Aquatic Animal Health Subprogram: Identifying the cause of Oyster Oedema Disease (OOD) in pearl oysters (Pinctada maxima), and developing diagnostic tests for OOD

Project Number:



Macquarie University

Principal Investigator:

David Raftos

Project Status:


FRDC Expenditure:





Pearl oyster farming is one of Australia's most successful aquaculture industries, with substantial scope for future growth. Recent data suggest that the pearling industry generates approximately $100 m pa and provides significant employment opportunities in remote areas of Australia. Despite its remarkable success, the viability of Australian P. maxima pearling is compromised by a fatal disease (oyster oedema disease, OOD). If OOD is not controlled, the industry is unlikely to develop as efficiently and cost effectively as required. In some areas, the disease is making it difficult to restock growing areas with hatchery reared spat, and it is significantly decreasing the number of oysters available to produce pearls. OOD also appears to be impacting wild P. maxima populations. The proposed project is the first step in developing an integrated management strategy to control OOD in the Australian pearling industry. Some progress has been made in studying the disease. We suspect that OOD is initiated by an infectious virus associated with secondary bacterial infection. But we still do not understand: 1. the precise causative agent(s) of OOD, or, 2. how to provide early diagnosis of the disease These gaps in our knowledge mean that industry does not have sufficient information to establish effective management strategies that can control OOD. Most importantly, we need diagnostic methods to detect the onset of disease before catastrophic outbreaks occur. Such tests could be used to identify disease-free broodstock for hatcheries, find areas where OOD is less prevalent, determine environmental factors that might be associated with infection, and manage the translocation of OOD-affected oysters. Our project addresses these needs in order to identify management practices that can be used to control OOD and secure the Australian pearling industry.


1. REVISED PROJECT OBJECTIVE 1. Identify the presence of nucleotide sequences associated with OOD affected oysters using a next generation sequencing approach

1. SUPERCEDED OBJECTIVE 1: Identify the presence of any pathogens associated with OOD-affected oysters using a next generation sequencing approach.

2. SUPERCEDED OBJECTIVE 2: Investigate the association of the pathogens detected by next generation sequencing with the severity of disease in P. maxima using a combination of quantitative (q) PCR, pathology and histopathology (including in situ hybridisation).

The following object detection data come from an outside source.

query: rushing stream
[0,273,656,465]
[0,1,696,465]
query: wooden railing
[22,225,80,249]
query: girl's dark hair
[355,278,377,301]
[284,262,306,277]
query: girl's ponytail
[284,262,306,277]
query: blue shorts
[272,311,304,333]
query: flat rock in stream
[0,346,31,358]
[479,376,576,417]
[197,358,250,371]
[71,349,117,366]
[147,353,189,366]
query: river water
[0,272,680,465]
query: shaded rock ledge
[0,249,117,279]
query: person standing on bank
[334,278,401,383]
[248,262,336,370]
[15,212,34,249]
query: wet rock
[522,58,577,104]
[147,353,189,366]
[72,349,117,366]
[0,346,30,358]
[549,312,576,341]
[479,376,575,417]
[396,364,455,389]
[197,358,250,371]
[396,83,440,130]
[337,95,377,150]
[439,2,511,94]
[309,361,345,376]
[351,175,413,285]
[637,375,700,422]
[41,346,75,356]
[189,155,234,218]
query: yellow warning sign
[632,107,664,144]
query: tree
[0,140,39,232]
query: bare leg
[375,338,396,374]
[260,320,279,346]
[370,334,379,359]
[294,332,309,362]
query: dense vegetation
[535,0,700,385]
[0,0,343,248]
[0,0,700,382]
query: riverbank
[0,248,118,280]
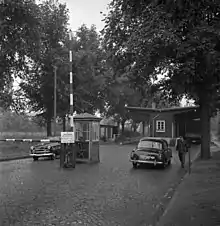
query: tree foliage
[104,0,220,158]
[0,0,39,107]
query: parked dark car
[130,138,172,168]
[30,139,61,161]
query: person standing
[176,136,187,168]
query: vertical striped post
[69,31,73,123]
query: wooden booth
[73,113,101,162]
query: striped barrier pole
[0,138,61,143]
[60,30,76,168]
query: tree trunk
[63,115,66,132]
[121,120,125,133]
[133,122,137,132]
[47,118,52,137]
[200,102,211,159]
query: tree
[20,0,68,136]
[105,75,141,132]
[72,25,107,114]
[0,0,39,107]
[105,0,220,159]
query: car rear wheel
[50,154,56,160]
[162,160,167,169]
[132,162,137,169]
[33,157,38,161]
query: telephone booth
[73,113,101,163]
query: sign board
[61,132,75,144]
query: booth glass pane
[92,122,99,141]
[75,122,89,141]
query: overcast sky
[60,0,111,31]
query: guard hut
[73,113,101,163]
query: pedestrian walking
[176,136,187,168]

2. REVISED PROJECT OBJECTIVE 2: 2. Use quantitative real time PCR to measure the prevalence of these nucleotide sequences in a broad range of oyster samples

3. SUPERCEDED OBJECTIVE 3: Develop diagnostic tests that can detect and identify the causative infectious agent(s) of OOD

Identifying the cause of Oyster Oedema Disease (OOD) in pearl oysters (Pinctada maxima), and developing diagnostic tests for OOD

Final Report
Author(s):Priscila Goncalves1, David Raftos1, David Jones1,a, Kelli Anderson1,b, Brian Jones2 & Michael Snow3
Date Published:February 2017
The goal of this project was to investigate the cause of oyster oedema disease (OOD) in Australian pearl oysters so that diagnostic tests and management practices for the disease can be developed. OOD has been associated with mortalities in some pearl oyster farming areas. However, the cause of these mortalities has remained unknown, hampering efforts to study the disease and develop effective control strategies. The project described in this report was conducted by researchers from Macquarie University, Fisheries Western Australia and the New Zealand Ministry for Primary Industries (Manatū Ahu Matua), working in collaboration with the Australian Pearl Producers Association and the Australian pearling industry. We compared OOD-affected oysters with healthy control oysters to identify any genetic material in the OOD-affected oysters that might come from an infectious agent such as a virus, bacteria or parasite. Our logic was, if OOD is caused by an infectious agent, genetic material (cDNA nucleotide sequences) from that infectious agent should be far more abundant in OOD-affected oysters than in healthy controls. That genetic material would act as a fingerprint for the disease and may provide information about its cause. We found clear differences between the nucleotide sequences present in oysters affected by OOD when compared to healthy controls. A number of nucleotide sequences were strongly associated with OOD and the abundance of some of these sequences was correlated with increasing mortality. None of these nucleotide sequences were closely related to any known infectious agents. However, the strong relationship between these sequences, OOD and mortality means that they may be very useful predictors of mortality. Their lack of resemblance to known infectious agents leaves open the possibility that OOD is not an infectious disease and may have some other cause.  Keywords:  Pinctada maxima, silver-lipped pearl oyster, Oyster Oedema Disease, next-generation sequencing, disease.